There's been a lot of hubub over Zappos' recent web debacle that resulted in a $1.6m loss. Apparently some web dev person made a coding error that priced all items on the site at $49.95, even these. You can read the story here if you want the details. Most of the coverage has focused on how rad Zappos is for standing behind their pricing despite it being a mistake. I actually find this humorous. This kind of thing happens quite often, of course maybe not on the same scale, but in every case I'm aware of, the company eats it. That's business. Mistakes generally cost money, and companies with over $1B in revenue make $1m mistakes. That is not news.
The story is interesting no doubt, because a "handful" of late night shoppers scored big time.
The real story though, is the love affair America has with Zappos, including the press and the blogosphere. I awoke to friends and bloggers I read tweeting and retweeting the story like crazy. Zappos has built up so much goodwill from it's Wow! service model, that people are chomping at the bit to promote them. They can't help themselves.
This is human nature. Robert Cialdini talks about this in his book, "Influence: The Psychology of Persuasion". When we give first, without expectation of receiving, there is an innate and powerful drive in that recipient, to reciprocate that generous act.
Zappos has harnessed this law of human interaction perfectly, and it's been costly-the word on the street is that Zappos technically has yet to make a profit (free shipping/returns, get well soon cards, bereavement flowers, and generally all around awesome treatment doesn't come cheap). And yet Amazon recently bought them for $1B. Crazy. Or maybe not so crazy when you consider the goodwill that Zappos possesses.
Jeff Bezos didn't pay a billion dollars for a web retailer. He paid a billion dollars for a deep customer portfolio that just can't wait to reciprocate.
2 comments:
Good point Chris! The truth is, there is a handful of people who can get into the consumers mindset 10x deeper than the rest of us. And once there, they trust their gut and go for it!

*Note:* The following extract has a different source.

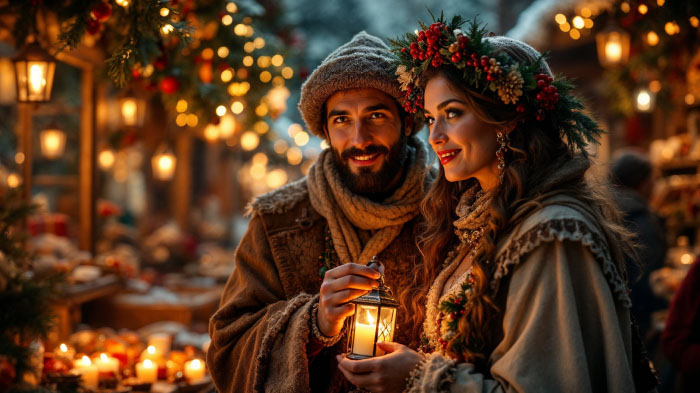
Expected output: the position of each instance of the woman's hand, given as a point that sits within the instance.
(381, 374)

Venture Capitalist Fred Wilson (http://avc.com) wrote last week that one of the best questions from a Google I/O panel was "What is the biggest no-no for a start-up?" The answer is Fear. It is quite apparent that neither Jeff Bezos or Tony Hsueh let fear influence their decisions when doing what's right.
Love your thoughts Chris, allow me to comment on some things that stuck out.
1. $1B companies making $1.6M mistakes is not common. A company like Zappos (with the resources of Amazon) can shrug it off, but a $1.6M screw up is still a MAJOR SCREW-UP no matter how big your company is. These things simply don't happen on a regular basis, and it is BIG NEWS when it happens (especially with a high-profile company like Zappos).
2. I believe that Zappos has been CFP for at least 3-4 years. "Technically" being profitable is a very fuzzy line to walk. Enron (and many others) proved that long ago. Creative accounting can move profits to losses and vice versa. I don't believe Amazon would have paid $1.2B for a company that was losing money. Maybe, but I doubt it...especially in the current economy.
3. I love your reference to Cialdini's book. One of my favorites. Love love love that book.
4. This is perhaps the most brilliant $1.6 million dollar marketing campaign ever created. Did they do it on purpose? Probably not, but they couldn't have spent it in any better way.
Keep up the great posts, I always enjoy them.